At present, FAK has been considered as a promising target for the development of small molecular anticancer drugs. However, most of the drugs developed against FAK have not achieved satisfactory results. Among them, FAK inhibitor (Defactinib) only showed moderate antitumor activity in phase II clinical trials of KRAS mutant NSCLC [30–31]. Solid tumors are composed of a complex heterogeneous mixture of cancer cells, immune cell populations, and stromal cells; therefore, combined therapy is needed in most cases for the persistence of the treatment [32]. The present study found that ASAP1 and FAK play a synergistic role in promoting the occurrence, development, invasion and metastasis of NSCLC, and are closely related to the survival status, indicating that ASAP1 is expected to become a potential target for FAK combined therapy.
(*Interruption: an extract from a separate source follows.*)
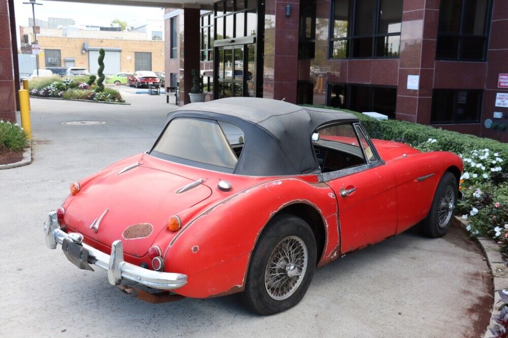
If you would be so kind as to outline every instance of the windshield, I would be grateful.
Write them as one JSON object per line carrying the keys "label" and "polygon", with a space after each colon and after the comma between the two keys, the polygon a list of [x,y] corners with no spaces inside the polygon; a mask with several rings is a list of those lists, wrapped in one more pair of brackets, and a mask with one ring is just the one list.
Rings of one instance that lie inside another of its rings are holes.
{"label": "windshield", "polygon": [[163,132],[152,151],[169,155],[163,157],[170,160],[182,159],[232,170],[238,161],[244,138],[241,129],[231,123],[178,118]]}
In short, further experiments on ASAP1 and FAK in vivo and in vitro are needed to explore the molecular mechanism of the role of ASAP1 and FAK in the occurrence and development of NSCLC to further deepen the understanding of the malignant biological behavior of NSCLC. It will provide important insights for early diagnosis, early treatment and prognosis evaluation of NSCLC. Additionally, new targets and therapeutic strategies for basic research and clinical new drug development of NSCLC are required for a more comprehensive approach.